In Giappone, su una popolazione di 125 milioni di abitanti, poco più di un milione è costituito da residenti stranieri, e di questi solo 650.000 sono considerati residenti permanenti. La comunità straniera più numerosa è quella costituita dai coreani (quasi 700.000) a cui seguono i cinesi (circa 150.000), i filippini e i latino-americani (sopratutto brasiliani).

I coreani arrivarono soprattutto negli anni '30, quando i Giapponesi che avevano invaso e conquistato la Corea, li deportarono in massa per farli lavorare nelle loro fabbriche.
Questi stranieri, vivono in Giappone da decenni, molti sono addirittura nati in Giappone. La loro cultura è quella giapponese ma sono ancora discriminati per molti aspetti a causa delle loro origini. Difficilmente riescono ad affermarsi dal punto di vista sociale, infatti quasi sempre gli vengono destinati lavori subalterni e precari.

Sono emarginati dalla società anche gli Ainu dello Hokkaido (circa 15.000) e gli abitanti di Okinawa, entrambi considerati dai giapponesi come un residuo folkloristico di epoche antiche.
La popolazione degli Ainu è una delle popolazioni originarie del Giappone che non si è mai fusa con i giapponesi attuali, si pensa che quest'ultimi siano il risultato dell'incontro di popoli mongoli venuti dall'Asia con elementi dei popoli indonesiani.
Gli Ainu hanno gli occhi a mandorla ma hanno la pelle bianca, ricoperta da peluria, gli uomini hanno ad esempio uomini una barba lunga e folta.
Nonostante questa popolazione abbia un'organizzazione sociale abbastanza complessa, una lingua proprio ed una propria religione, viene considerata una popolazione primitiva. Come gli indiani in America e gli aborigeni in Australia, sono esclusi dalla società e vivono di caccia, pesca, lavorazione dei tessuti e turismo.

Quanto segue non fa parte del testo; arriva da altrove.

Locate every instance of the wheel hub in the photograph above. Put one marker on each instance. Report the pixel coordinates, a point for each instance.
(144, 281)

Infine, ma non meno importanti, ci sono i Burakumin (la gente del ghetto).
Sono 3 milioni e niente li distingue dagli altri giapponesi, tranne il fatto di discendere da quelle persone che anticamente praticavano mestieri considerati impuri, cioè quei lavori in cui si viene a contatto con il sangue (carnefici, macellai, conciatori di pelli, ecc.). Nonostante siano emancipati già dal 1871, con l'avvento della restaurazione Meji, nella realtà sono ancora discriminati sul lavoro e in molti aspetti della vita sociale.
Tutti gli stranieri vengono chiamati, a volte anche con una certa dose di disprezzo, Gaijin (外人).
Questa parola della lingua giapponese significa letteralmente persona esterna (al Giappone), cioè colui che non è nativo, non è del luogo, non somiglia ad un giapponese.
Con questa parola si cela in realtà un certo razzismo, mentre si potrebbe utilizzare il termine ufficiale e più neutro gaikokujin (外国人) che vuol dire persona di una terra esterna al Giappone (straniera).